Besides the macro drivers (usage patterns, advertiser adoption), the technology continues to improve. For example, companies like Marchex are innovating with call analytics and attribution, as explored recently.
Going back further in the value chain, there are underlying technologies like speech-to-text processing. These likewise continue to improve, boosting the capabilities of the entire downstream value chain.
With that backdrop, VoiceBase launches it’s new Insights product today at the Contact.io conference in San Francisco.* It’s also announcing that Insights will power Telmetrics‘ call tracking engine as its first partner.
Voicebase already handles recording, transcription, and analytics.

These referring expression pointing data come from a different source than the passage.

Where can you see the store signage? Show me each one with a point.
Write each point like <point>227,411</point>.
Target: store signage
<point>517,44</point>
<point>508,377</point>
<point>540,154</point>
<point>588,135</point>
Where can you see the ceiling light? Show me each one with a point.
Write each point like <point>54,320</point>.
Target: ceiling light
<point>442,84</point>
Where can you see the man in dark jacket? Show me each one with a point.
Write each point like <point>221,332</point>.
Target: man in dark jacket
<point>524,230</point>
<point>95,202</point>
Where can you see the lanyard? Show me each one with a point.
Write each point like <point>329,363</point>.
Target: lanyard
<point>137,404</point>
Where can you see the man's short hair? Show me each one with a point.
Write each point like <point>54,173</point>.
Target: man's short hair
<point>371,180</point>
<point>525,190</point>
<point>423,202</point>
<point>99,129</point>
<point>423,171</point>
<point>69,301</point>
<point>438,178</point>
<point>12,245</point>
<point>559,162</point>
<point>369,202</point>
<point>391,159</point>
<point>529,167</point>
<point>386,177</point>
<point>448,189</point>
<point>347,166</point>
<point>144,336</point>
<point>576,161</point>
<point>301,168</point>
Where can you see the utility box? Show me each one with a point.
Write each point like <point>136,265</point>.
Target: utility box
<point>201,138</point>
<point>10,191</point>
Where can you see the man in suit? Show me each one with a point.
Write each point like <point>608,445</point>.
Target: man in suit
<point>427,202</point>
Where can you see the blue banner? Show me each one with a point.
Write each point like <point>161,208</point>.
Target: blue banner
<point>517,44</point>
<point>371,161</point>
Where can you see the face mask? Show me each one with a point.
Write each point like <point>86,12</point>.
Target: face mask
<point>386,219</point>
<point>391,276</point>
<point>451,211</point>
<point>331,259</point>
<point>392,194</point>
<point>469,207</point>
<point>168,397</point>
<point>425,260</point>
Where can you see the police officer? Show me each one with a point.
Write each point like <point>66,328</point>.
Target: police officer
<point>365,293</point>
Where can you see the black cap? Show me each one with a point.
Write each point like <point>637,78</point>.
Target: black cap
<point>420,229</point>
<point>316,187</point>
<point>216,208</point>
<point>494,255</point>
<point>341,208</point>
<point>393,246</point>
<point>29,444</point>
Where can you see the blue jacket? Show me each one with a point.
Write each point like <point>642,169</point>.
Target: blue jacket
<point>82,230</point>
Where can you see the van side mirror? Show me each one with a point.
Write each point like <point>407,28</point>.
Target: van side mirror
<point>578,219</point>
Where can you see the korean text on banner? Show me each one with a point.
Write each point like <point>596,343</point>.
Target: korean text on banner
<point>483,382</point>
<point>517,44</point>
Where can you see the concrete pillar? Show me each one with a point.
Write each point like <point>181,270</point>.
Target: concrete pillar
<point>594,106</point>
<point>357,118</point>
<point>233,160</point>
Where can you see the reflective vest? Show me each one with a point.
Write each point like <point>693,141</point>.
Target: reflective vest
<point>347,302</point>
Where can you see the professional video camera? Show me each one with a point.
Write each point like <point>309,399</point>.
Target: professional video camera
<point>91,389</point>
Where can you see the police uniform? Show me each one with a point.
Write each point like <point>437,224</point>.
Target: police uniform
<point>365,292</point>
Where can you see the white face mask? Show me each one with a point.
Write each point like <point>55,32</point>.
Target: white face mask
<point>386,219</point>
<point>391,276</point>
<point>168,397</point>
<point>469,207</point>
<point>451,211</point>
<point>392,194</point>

Insights adds the additional dimension of predictive intelligence. Its automated approach can also lower costs, co-founder Jay Blazensky told me.
VoiceBase does this by using machine learning to score calls. It develops models based on historical calls that are used as a quality benchmark. They’re analyzed for up to 10,000 variables like keywords and voice tone.

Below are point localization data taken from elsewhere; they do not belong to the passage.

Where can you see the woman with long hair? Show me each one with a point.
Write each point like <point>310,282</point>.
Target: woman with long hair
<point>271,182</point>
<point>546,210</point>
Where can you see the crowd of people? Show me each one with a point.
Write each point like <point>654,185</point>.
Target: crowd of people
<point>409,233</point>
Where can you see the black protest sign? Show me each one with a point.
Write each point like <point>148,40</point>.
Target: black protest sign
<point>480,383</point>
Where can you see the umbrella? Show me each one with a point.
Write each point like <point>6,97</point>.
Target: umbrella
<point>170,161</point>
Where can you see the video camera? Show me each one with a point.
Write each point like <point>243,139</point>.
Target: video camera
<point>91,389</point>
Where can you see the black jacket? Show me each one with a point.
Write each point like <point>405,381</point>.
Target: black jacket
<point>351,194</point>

“We start with those tagged calls that highlight a signal or event that classifies the call,” said Blazensky. “We upload hot leads and cold leads, and our machine learning will figure out how to recognize them.”
The point is that accurately detecting call quality is the name of the game in call analytics, as we’ve learned from Marchex, Invoca and others. Leads are scored for marketing, as well as call routing and call center efficiency.
As an API — agnostic to voice markets — Blazensky names call centers, voicemail applications and PBX companies as users. But it’s not just about calls… the addressable market is anywhere human voice resides.
Acadamia and presentation transcriptions are another killer app, Blazensky says (or a BIA/Kelsey conference). VoiceBase is working with C-Span for session recordings, and with Nasdaq for corporate earnings calls.
But the value isn’t just on-demand recordings, it’s having an accurate transcription by which to build a keyword index. That brings a long-missing capability to audio: searchability. Think: Podcasts and Presidential addresses.
“It becomes a repository of information that is now queriable,” said Blazensky, who refers to this collision of data and voice as “Big Voice.”
Similarly, I’ve theorized for years that Google’s work in voice (i.e. voice search, Google Voice), is a trojan horse for refining its speech to text processing, so that it can make video as effectively indexable as text is.
That’s the first step towards making video more searchable and thus monetizable through its paid search model. It would open up all kinds of ad inventory, most of which is already under it’s own roof via YouTube.
Back to calls, As we’ve said recently, even in a digital age (and the rise of messaging apps) the biological and sociological drive to talk with another humans isn’t going away. This is especially true in commerce.
And it shines most in high-value product categories where there is inherent complexity. Think: auto, healthcare, and financial services. The dollar values of these products makes their voice-based lead flow so valuable.
As for VoiceBase and the Insights platform, it will get its chance to prove whether or not it lives up to the promise of automating the nuances of call scoring. We’ll be watching closely.
*If you’re at Contact.io, I’ll be speaking on a panel at 2:00 today: Why Now? The Revolution Behind Contact: Understanding What Consumers Are “Talking” About.